Chapter 12 Problems      AGid      Statistical Modeling: A Fresh Approach (2/e)

• What is the difference between a “standard error” and a “confidence interval?”
• Why are confidence intervals generally constructed at a 95% level? What does the level mean?
• What is a sampling distribution?
• What is resampling? What is it used for?
• How does a confidence interval describe what might be called the reliability of a measurement?
• Does collinearity between explanatory vectors tend to make confidence intervals smaller or larger?

Prob 12.01. Here’s a confidence interval: 12.3 ± 9.8 with 95% confidence.

(a)
What is 12.3?
•  margin.of.error
•  point.estimate
•  standard.error
•  confidence.level
•  confidence.interval

(b)
What is 9.8?
•  margin.of.error
•  point.estimate
•  standard.error
•  confidence.level
•  confidence.interval

(c)
What is 95%?
•  margin.of.error
•  point.estimate
•  standard.error
•  confidence.level
•  confidence.interval

Prob 12.02. Look at this report from a model of the kids’ feet data,

summary(lm(width~length+sex,data=kids))

Coefficients:
Estimate Std. Error t value Pr(>|t|)
(Intercept)   3.6412     1.2506   2.912  0.00614
length        0.2210     0.0497   4.447 8.02e-05
sexG         -0.2325     0.1293  -1.798  0.08055

(a)
Based on the output of the report, which of these statements is a correct confidence interval on the sexG coefficient?

 A -.23 ± 0.13 with 95 percent confidence B -.23 ± 0.13 with 50 percent confidence C -.23 ± 0.13 with 68 percent confidence D -.23 ± 0.0805 with 95 percent confidence E -.23 ± 0.23 with 68 percent confidence F None of the above

(b)
Based on the output of the report, which of these statements is a correct confidence interval on the length coefficient?

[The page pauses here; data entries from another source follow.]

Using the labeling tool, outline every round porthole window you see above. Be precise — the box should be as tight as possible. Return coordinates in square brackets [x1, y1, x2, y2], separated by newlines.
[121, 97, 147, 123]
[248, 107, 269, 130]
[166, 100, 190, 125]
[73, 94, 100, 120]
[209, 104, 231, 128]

 A 0.22 ± 0.050 with 95 percent confidence B 0.22 ± 0.050 with 68 percent confidence C 0.22 ± 0.100 with 50 percent confidence D 0.22 ± 0.070 with 50 percent confidence E None of the above

Prob 12.04. A confidence interval is often written as a point estimate plus or minus a margin of error: P ±M with C percent confidence. How does the size of the margin of error M depend on the confidence level C?

 A It doesn’t. B It increases as C increases. C It decreases as C increases.

Prob 12.05. A statistics professor sends her students out to collect data by interviewing other students about various quantities, e.g., their SAT scores, GPAs and other data for which the college registrar retains official records. Each student is assigned one quantity and one target population, for example, the verbal SAT scores of all female students, or the cumulative grade point average for sophomore males.

Each student interviews some students — how many depends on the student’s initiative and energy. The student then reports the results in the form of a confidence interval, P ± M with 95% confidence.

After the students hand in their reports, the professor contacts the registrar to find the population parameters for each group that the students surveyed. Assuming that the interviewed students provided accurate information, what fraction of the students’ confidence intervals will contain the corresponding population parameter?

 A 95% B 50% C 5% D Can’t tell, it depends on how much data each student collected. E Can’t tell, the students each looked at different quantities, not all of them at the same quantity.

Prob 12.10. Here are three different model statements for the kids’ feet data.

• width ~ 1
• width ~ sex
• width ~ sex - 1

Each of the above models for kids’ feet is relevant to one of the problems below. Fit the model to the data in kidsfeet.csv and interpret your results to give a 95% confidence interval on these quantities written in the standard form: point estimate ± margin of error.

1.
The mean width of boys’ feet.

Point estimate:

8.76  9.19  9.37  9.98  10.13

Margin of error:

0.041  0.176  0.211  0.352  1.430  6.540
2.
The mean width of all children’s feet.

Point estimate:

8.15  8.99  9.13  9.86  12.62

Margin of error:

0.16  0.18  0.22  0.35  1.74
3.
The difference between the means of boys’ and girls’ foot widths. (The differences can be either positive or negative, depending on whether it is boys minus girls or girls minus boys. State your difference as a positive number.)

Point estimate:

0.406  0.458  0.514  0.582  0.672

Margin of error:

0.16  0.18  0.22  0.30  1.74

Prob 12.11. What’s wrong with the following statement written by a student on an exam?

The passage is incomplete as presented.